Relativamente alla quantificazione della pena, solo la valutazione della partecipazione dell'imputato al processo può consentire il riconoscimento al P. dell'attenuante di cui all'art. 62 bis c.p., ex-lege1 in regime di equivalenza con le aggravanti e la recidiva specifica reiterata ed infraquinquennale contestata; quest'ultima è pacificamente integrata e tale da influire sul trattamento sanzionatorio, in quanto si fonda su molteplici condanne definitive (compendiate in 6 pagine di certificato penale), che proseguono con continuità dal 1989 al 2011, per i reati più svariati, anche specifici rispetto a quelli per cui si procede, in relazione alle quali l'odierno imputato ha scontato plurimi periodi di detenzione, l'ultimo dei quali (per rapina) ancora in corso; condanne evidenzianti altresì il persistere della spinta criminosa mostrata anche dai fatti in contestazione, nuovamente esemplificativi di una personalità rivolta alla commissione dei reati più svariati anche contro la persona.
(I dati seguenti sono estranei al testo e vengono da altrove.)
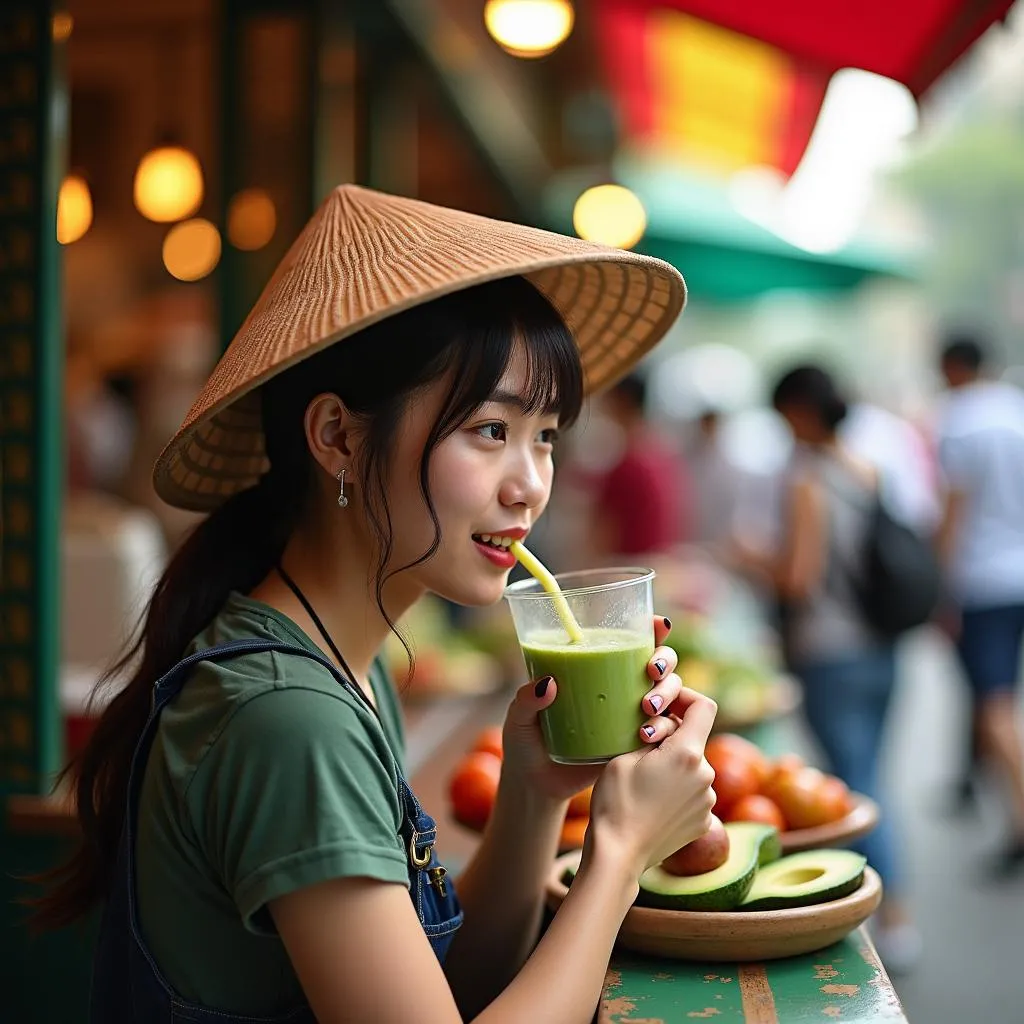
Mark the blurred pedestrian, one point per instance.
(981, 451)
(847, 670)
(623, 522)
I due fatti per cui il P. viene ritenuto responsabile, commessi contestualmente ed in un unitario contesto spazio-temporale, appaiono esecutivi di un medesimo disegno criminoso e quindi uniti dal vincolo della continuazione (più grave il reato di cui al capo B, per la maggiore gravità); l'aumento può essere determinato in quello sotto riportato, rispettoso dell'aumento minimo imposto dall'art. 81 co. 4 c.p. e da ritenersi comunque modesto, tenuto conto che il reato satellite di cui al capo A) verrebbe punito autonomamente con pena pari a mesi 6 di reclusione.

Quindi, la valutazione di tutti gli elementi di cui all'art.133 c.p., ed, in particolare, delle modalità dei fatti (comunque complessivamente modesti) e delle condizioni personali del P. (già condannato molteplici volte in via definitiva), impone una condanna di poco discostata dai minimi edittali; di conseguenza, pena equa appare quella così determinata:

- riconosciuta l'attenuante ex art. 62 bis c.p. equivalente;

- pena base (più grave il reato di cui al capo B): mesi 4 di reclusione;

- aumentata per la continuazione con il reato di cui al capo A): mesi 6 di reclusione;

- ridotta per la scelta del rito: mesi 4 di reclusione.

Alla condanna segue il pagamento delle spese processuali. Le risultanze del certificato penale del P. ostano ex-lege alla concessione dei benefici della sospensione condizionale della pena e di quello della non menzione nel certificato del casellario giudiziale.

La non modesta difficoltà della motivazione, dovuta alla particolare ricostruzione di fatto affrontata, induce ad indicare in giorni trenta il termine per il deposito dei motivi della sentenza.

PQM

Visti gli artt. 533 e ss. c.p.p.;

Dichiara P.F. responsabile dei reati a lui ascritti, ritenuti avvinti dal vincolo della continuazione (più grave il reato di cui al capo B) e, riconosciuta l'attenuante di cui all'art. 62 bis c.p. equivalente all'aggravante ed alla recidiva reiterata contestate, lo condanna alla pena (già ridotta per la scelta del rito) di mesi 4 di reclusione, oltre al pagamento delle spese processuali.

Visto l'art. 544 c.p.p.,

Indica in giorni trenta il termine per il deposito dei motivi della decisione.

Così deciso in Torino, il 20 dicembre 2012.

Depositata in Cancelleria il 17 gennaio 2013.